-Opino, Carolina, que sus reiterados viajes a París en nada pueden perjudicar la marcha regular de sus negocios, de los que cuida con gran interés una mujer, que merece todo mi aprecio, aunque no dejo de comprender que es demasiado altanera. Puede que tampoco posea la circunspección de su marido, pues he podido observar que en sus salones se habla demasiado. ¿Será, en el fondo, la opinión que a su propósito acabo de expresar, resultado de la misantropía de mi edad, poco indulgente, efecto de nuestros hábitos de soledad, de nuestra costumbre de hablar demasiado poco? Ya sabes que en el país nos llaman «los salvajes», hija mía, y has de ver que algún día nos obligarán a revestir con planchas de acero las verjas del jardín. Esta tarde, sin ir más lejos, mientras leías, los vecinos nos espiaban desde fuera, como si fuésemos fenómenos espantables o curiosos.
Llamaron a la puerta del jardín.
Carolina corrió presurosa a abrir. Mientras tanto, el señor Clavier limpiaba los cristales de sus anteojos y mandaba traer luz: le traían los periódicos. En provincias saben distinguir perfectamente el campanillazo dado por el cartero del de los amigos.
-Dejaremos el artículo de fondo -dijo el señor Clavier, desdoblando el periódico, -que suele ser siempre el mismo: creo que los reimprimen de seis en seis meses. ¿Qué pasa en la Vendée?
Mientras el señor Clavier leía con atención, sin omitir sílaba, las noticias de Oeste, Carolina retiraba sin ruido cubiertos y vasos, y colocaba junto al estuche de los anteojos la media taza reglamentaria de café, juntamente con la botellita de licor. Pasados algunos minutos, tosió ligeramente para distraer al viejo de la lectura, y éste, acostumbrado al llamamiento, levantó la cabeza y sonrió.
-Tómelo antes que se enfríe -dijo Carolina.
La joven tomó su bastidor. Principiaba la velada para ella y para su viejo protector.
Sobre aquellas dos cabezas inmóviles, blanca como la nieve la una y rubia como el oro la otra, reinaba un silencio profundo, sólo interrumpido por las oscilaciones del péndulo del reloj. El mismo silencio reina en todo Chantilly.
Seis años antes, cuando el bosque no había sido privado todavía de los ciervos y jabalíes que lo poblaban, no era raro oir, en medio del silencio de la noche, el grito de la cierva llamando a sus cervatillos. Pero, desde entonces, ha muerto el bosque como murió el castillo.

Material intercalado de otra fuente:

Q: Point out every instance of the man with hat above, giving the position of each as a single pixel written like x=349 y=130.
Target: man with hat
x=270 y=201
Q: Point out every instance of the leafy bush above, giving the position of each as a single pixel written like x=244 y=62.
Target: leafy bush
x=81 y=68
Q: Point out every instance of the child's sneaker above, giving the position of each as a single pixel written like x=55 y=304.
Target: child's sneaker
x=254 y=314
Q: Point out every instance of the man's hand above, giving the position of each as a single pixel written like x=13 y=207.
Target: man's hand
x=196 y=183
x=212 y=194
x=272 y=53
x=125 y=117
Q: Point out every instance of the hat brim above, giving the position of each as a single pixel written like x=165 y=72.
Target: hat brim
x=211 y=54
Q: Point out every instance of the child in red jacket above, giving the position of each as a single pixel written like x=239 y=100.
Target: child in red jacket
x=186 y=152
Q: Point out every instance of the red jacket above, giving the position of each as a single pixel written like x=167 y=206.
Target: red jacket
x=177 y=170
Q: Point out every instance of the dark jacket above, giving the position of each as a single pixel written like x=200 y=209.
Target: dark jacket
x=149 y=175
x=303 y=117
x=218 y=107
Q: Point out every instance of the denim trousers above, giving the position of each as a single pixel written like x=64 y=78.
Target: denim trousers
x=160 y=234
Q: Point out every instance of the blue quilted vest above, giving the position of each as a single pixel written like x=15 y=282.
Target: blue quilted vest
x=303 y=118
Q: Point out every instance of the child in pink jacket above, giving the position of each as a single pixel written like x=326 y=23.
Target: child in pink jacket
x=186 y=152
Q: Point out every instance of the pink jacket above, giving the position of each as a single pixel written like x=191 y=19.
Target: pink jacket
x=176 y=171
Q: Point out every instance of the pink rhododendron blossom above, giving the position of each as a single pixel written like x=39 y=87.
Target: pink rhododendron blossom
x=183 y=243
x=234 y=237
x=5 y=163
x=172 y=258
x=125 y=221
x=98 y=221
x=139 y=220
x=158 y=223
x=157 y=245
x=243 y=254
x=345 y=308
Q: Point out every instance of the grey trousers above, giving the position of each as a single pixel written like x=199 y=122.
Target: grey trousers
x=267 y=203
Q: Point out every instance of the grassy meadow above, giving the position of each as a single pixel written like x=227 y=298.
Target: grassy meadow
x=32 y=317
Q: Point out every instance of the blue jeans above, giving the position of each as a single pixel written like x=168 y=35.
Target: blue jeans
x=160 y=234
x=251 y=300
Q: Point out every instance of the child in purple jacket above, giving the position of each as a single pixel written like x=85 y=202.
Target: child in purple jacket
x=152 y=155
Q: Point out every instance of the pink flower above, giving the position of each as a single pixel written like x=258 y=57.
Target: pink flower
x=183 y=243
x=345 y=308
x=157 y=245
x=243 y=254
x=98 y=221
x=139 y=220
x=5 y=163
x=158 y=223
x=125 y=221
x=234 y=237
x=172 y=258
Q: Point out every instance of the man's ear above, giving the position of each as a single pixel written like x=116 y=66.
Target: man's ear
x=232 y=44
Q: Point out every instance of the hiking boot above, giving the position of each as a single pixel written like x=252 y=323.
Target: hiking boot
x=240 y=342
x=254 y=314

Se han ido los ciervos y la aristocracia, de la misma manera que antes se fueron el feudalismo y los halcones: a las aves nobles han seguido los nobles cazadores.
Únicamente ofrece Carolina a la luz de la lámpara, que proyecta un círculo luminoso en medio de la obscuridad de la sala, su perfil indeciso y la indicación graciosa de su boca, en la cual apoya, durante sus actitudes soñadoras, la tijera de acero de que se sirve para cortar los hilos de su bordado.